As Harmonias de Werckmeister (2000)
Um filme de Béla Tarr
János Valuska, um simples carteiro apaixonado por astronomia, vê sua cidade sofrer uma revolta depois da chegada de um circo e suas atrações: uma baleia gigante e um príncipe medonho com seus seguidores, pessoas simples das cidades vizinhas que ficaram seduzidas pelo seu discurso niilista contra a burguesia local. Quando deixa de fazer parte do circo, o príncipe coloca seu plano anarquista para funcionar, destruindo toda cidade.
Todos são afetados, inclusive Eszter, o tio de János, um teórico e crítico musical que afirma ser os estudos do organista e também teórico Andreas Werckmeister (1645-1706), que revolucionou a música dividindo a oitava em doze intervalos sonoros perfeitamente idênticos, uma ofensa aos deuses, podendo assim mudar o percurso da humanidade.

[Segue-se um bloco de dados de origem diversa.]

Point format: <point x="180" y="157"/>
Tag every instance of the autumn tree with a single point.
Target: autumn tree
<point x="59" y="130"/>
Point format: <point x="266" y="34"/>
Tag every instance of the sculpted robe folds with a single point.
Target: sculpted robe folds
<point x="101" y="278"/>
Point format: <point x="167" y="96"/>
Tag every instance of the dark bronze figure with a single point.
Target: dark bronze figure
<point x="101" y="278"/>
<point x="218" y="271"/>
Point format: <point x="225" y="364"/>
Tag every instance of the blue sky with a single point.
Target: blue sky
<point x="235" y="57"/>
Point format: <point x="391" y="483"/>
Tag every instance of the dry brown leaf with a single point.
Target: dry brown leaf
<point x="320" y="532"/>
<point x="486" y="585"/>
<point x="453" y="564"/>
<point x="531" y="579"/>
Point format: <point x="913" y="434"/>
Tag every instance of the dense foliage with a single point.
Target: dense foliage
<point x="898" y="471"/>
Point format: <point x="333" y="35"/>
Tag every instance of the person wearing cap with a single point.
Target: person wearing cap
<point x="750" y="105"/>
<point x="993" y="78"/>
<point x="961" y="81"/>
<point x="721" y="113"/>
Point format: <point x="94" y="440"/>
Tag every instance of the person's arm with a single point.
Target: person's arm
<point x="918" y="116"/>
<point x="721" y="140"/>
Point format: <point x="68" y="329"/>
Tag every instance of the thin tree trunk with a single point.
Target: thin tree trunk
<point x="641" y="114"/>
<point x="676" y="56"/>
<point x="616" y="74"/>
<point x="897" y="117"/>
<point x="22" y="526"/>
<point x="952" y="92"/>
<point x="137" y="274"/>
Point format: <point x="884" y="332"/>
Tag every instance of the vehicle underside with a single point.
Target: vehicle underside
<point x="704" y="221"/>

Assim como seus filmes anteriores, como o já citado “Satantango” (1994), “Condenação” (1989) e o novo “The Man from London” (2007), nomeado à Palma de Ouro no festival de Cannes desse ano, “As Harmonias de Werckmeister” (2000) também foi escrito a partir de um romance do escritor húngaro László Krasznahorkai, chamado "The Melancholy of Resistance". Ao contrário das outras obras de Béla Tarr, o filme em questão apresenta uma atmosfera lynchiana com um tom apocalíptico, considerado por muitos como sua obra prima. Não só por isso, mas também pela construção minuciosa dos planos, pela sinceridade cinematográfica, pela fotografia e trilha sonora estonteantes, que parecem levar o espectador para o mesmo mundo das personagens.
Com tudo isso se percebe que o filme não é fácil, tanto pela misteriosa história quanto pelos recursos usados por Tarr. Os longos planos podem parecer enfadonhos para muitos, mas contêm uma beleza poética única, um prato cheio para os fãs do mestre Andrei Tarkovski.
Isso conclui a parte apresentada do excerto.